Elvis Presley, Jesus Christ, John Dillinger, Geronimo, Robert Johnson, Martin Luther King, Woody Guthrie, John F. Kennedy. All are present and accounted for, if not named out loud. There are ghosts swirling around this record, like the idle thoughts of someone blasting across the country along backroads, kicking up great plumes of dust and memories. The person behind the wheel is running from death, divorce, dissolution, bankruptcy, drug abuse, scandal, heartbreak – running into the arms of America. Behind that wheel, fixed in motion, nestled within the solid arms of a great big country, is the perfect place to make peace with the most difficult questions.
‘Where The Streets Have No Name’ hits the open road in search of reinvention. ‘I Still Haven’t Found What I’m Looking For’ is spiritual questing, a journey into the desert. ‘With Or Without You’ questions the precepts of love. ‘Bullet The Blue Sky’ is war and God and money. ‘Running To Stand Still’ is a deadly habit. ‘Red Hill Mining Town’ is a broken family. And finally the fever lifts with ‘In God’s Country’ and ‘Trip Through Your Wires’, as we break on through to the other side and exalt in a country so big that it makes any problem seem small. Here it seems, we can escape the self and arrive in a new place. But ‘One Tree Hill’ and ‘Exit’ present the same conclusion to two different questions – the peaceful and the mad both end up in pine boxes. ‘Mothers Of The Disappeared’ is their eulogy.
This album’s working title was The Two Americas.
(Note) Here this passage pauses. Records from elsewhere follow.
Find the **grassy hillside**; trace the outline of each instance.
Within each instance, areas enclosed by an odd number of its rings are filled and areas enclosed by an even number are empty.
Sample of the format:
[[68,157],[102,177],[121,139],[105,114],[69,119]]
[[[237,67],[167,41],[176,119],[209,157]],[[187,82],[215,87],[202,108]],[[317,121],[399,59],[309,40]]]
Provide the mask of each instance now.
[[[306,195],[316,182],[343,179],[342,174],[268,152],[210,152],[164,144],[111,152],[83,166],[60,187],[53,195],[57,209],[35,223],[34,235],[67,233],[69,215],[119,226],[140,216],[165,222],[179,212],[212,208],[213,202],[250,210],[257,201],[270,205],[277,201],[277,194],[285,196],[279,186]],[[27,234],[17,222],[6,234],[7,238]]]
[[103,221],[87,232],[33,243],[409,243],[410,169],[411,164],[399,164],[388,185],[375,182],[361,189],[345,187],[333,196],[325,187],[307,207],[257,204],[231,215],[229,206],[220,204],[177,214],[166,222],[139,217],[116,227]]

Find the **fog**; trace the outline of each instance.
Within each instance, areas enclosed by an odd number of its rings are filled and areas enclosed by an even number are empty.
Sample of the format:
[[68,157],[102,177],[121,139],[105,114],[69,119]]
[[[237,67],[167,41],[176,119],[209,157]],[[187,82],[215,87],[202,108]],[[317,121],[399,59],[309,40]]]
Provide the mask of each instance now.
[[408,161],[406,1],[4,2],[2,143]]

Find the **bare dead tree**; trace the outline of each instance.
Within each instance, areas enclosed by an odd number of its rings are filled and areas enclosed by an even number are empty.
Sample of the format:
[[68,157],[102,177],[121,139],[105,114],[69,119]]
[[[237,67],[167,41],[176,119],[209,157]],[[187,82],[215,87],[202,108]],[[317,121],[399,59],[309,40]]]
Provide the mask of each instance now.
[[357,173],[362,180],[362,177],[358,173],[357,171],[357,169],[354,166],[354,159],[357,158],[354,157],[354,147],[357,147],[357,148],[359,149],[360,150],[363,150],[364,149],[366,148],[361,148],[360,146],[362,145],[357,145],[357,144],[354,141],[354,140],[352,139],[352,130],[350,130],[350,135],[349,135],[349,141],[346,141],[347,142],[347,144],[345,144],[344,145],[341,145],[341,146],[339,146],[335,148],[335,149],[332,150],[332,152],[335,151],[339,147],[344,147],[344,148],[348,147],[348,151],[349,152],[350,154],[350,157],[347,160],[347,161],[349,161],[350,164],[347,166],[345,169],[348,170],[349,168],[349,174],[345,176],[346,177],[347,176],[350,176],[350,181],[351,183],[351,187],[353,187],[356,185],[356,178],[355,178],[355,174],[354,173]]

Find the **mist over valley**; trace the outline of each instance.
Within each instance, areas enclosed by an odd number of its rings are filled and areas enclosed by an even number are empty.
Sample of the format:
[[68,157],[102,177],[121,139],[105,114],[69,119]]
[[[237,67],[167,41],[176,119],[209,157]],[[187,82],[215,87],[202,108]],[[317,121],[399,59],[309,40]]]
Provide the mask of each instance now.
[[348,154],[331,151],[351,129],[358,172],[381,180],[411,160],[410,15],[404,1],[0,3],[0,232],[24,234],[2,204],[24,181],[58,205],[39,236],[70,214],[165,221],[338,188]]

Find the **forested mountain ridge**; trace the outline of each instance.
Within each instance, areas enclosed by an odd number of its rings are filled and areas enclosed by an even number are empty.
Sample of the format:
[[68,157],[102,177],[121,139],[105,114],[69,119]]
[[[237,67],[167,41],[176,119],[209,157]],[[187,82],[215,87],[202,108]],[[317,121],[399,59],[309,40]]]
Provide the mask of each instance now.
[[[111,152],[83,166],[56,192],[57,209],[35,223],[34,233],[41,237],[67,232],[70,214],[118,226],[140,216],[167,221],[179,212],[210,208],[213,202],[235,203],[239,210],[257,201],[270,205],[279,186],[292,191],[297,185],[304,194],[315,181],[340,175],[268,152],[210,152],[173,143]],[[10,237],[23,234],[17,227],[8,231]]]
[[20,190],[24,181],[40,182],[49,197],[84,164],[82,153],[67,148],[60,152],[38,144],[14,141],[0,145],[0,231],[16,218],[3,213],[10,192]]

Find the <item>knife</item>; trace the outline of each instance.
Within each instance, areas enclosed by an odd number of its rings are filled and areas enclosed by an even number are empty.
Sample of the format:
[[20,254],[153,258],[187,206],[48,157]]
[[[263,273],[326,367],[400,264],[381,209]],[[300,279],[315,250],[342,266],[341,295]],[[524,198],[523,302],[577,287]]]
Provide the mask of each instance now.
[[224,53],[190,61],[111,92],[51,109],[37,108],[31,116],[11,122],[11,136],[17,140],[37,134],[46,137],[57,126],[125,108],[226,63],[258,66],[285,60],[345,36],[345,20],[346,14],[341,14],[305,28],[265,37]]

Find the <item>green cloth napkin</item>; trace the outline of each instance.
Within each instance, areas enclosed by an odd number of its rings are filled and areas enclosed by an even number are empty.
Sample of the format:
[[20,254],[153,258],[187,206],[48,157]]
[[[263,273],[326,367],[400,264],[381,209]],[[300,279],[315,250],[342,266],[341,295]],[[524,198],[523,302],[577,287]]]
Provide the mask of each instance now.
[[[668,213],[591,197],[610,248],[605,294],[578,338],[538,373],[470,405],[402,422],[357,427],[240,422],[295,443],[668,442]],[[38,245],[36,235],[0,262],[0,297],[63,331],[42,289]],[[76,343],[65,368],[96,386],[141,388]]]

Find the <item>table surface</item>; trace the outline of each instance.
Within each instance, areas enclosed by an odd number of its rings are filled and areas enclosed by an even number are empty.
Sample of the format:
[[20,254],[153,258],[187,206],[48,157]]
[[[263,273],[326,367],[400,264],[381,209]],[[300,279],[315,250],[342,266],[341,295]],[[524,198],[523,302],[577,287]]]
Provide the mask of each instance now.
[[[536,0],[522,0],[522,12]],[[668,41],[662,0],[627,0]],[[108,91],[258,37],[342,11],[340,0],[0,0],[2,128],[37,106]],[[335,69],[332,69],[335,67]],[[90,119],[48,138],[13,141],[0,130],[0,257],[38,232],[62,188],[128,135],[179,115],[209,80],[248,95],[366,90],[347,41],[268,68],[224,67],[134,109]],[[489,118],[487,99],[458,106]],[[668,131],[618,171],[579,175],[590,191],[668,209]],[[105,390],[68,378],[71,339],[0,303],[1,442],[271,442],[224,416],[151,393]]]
That title came from lead singer and songwriter Bono, who had “…started to see two Americas, the mythic America and the real America.” But you can no sooner divide the country that way than you can separate a horse from the horse’s ass. America is contradiction and conformity, beauty and ugliness, great and small. America made the myths that made America, and every day we make more. Nearly every road leads to one…
Listen: Bullet The Blue Sky
Listen: Running To Stand Still
Listen: Trip Through Your Wires
Tags: The Joshua Tree, U2
27 August 2010 at 7:23 am |
even the photo on the cover scream pretentious assholes but i’d be lying if i said i had never gotten laid to this album back in the day…..
8 September 2010 at 2:18 am |
Blech. The first bad record from U2, (but certainly not the last!).